Increased downtown office vacancies and the resulting lower prices for purchases and rentals have created opportunities, commercial real estate executives said. But that’s also the bad news, they said.

“It’s going to be a very slow recovery,” said Dave Dickerson, president of Gem Real Estate Group Inc., whose company does annual surveys of the Dayton-area real estate market. “The big challenge for downtown is, we just have way too much supply. The demand will not be there, going forward.”

A Gem Real Estate survey released in early 2011 found that 34 percent of downtown Dayton’s office space was vacant in 2010, up from 30 percent in 2009. Dayton’s suburban market fared better with an office vacancy rate of 21 percent in 2010, up from 18 percent the prior year, Gem reported.

Vacant space remains in the downtown’s landmark office buildings, including Kettering Tower and KeyBank Tower.

KeyBank Tower has struggled since its former prime occupant, MeadWestvaco Corp., decided in 2006 to relocate 730 jobs to the suburbs or other states.

This fall, the law firm Thompson Hine LLP moved its 100 employees from the building to the Austin Landing development along Interstate 75, south of Dayton.

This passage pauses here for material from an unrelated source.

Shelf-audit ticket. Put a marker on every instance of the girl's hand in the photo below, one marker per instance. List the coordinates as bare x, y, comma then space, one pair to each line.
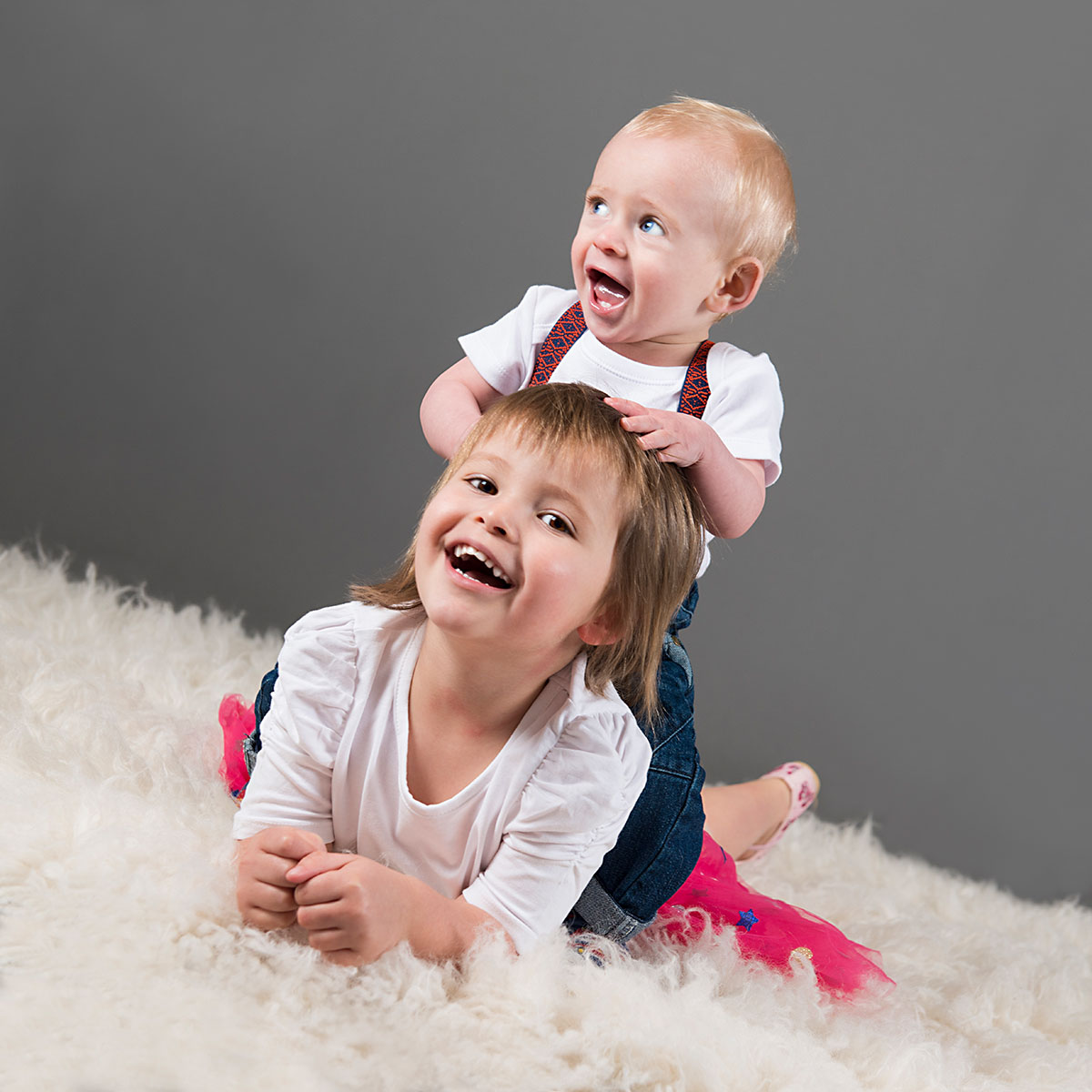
353, 907
678, 437
265, 895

That left KeyBank and the Downtown Dayton Partnership as the KeyBank Tower’s primary tenants.

Austin Landing and the Interstate 675 corridor, with new development and available land and parking, pose stiff competitive threats for downtown Dayton.

Thompson Hine LLP had been a tenant in what is now known as KeyBank Tower since the 1970s. The firm tried for five years to find new quarters in KeyBank Tower, Kettering Tower and the proposed Ballpark Village development, but couldn’t secure the commitments it needed from prospective landlords, said Bob Curry, partner in charge of the law firm’s Dayton office.

“We actually tried very hard to stay downtown,” Curry said. “But when this last deal fell through, we were in a difficult position and had to make a decision that was in the best interests of our office.”

Lower purchase and rental rates have spurred interest among some companies to stay downtown, or at least consider it.

Downtown Dayton Partnership, a nonprofit organization that promotes the district as a place to live and work, operates a site-seeker program to help companies inquiring about downtown space. A total of 71 companies participated in 2011 as of mid-December, up from 20 in 2007, said Sandy Gudorf, the partnership’s president.

Her organization’s annual survey of employers concluded there were nearly 21,700 downtown workers in 2010, a net gain of 88 jobs. That represents a bright spot after net losses of 432 downtown jobs in 2009, 952 in 2008 and 1,475 in 2007, Gudorf said.

It remains to be seen whether the recovery can continue in a sluggish economy, she said.

Key-Ads paid $375,000 for its new home, a two-story building that formerly housed a law firm. Mark Fornes Realty Inc., a commercial realty agent that handled the transaction, had tried to sell the building for four years. Its price had dropped steadily from the original listing of about $1 million before Fornes became involved, said Mark Fornes, a partner in the firm.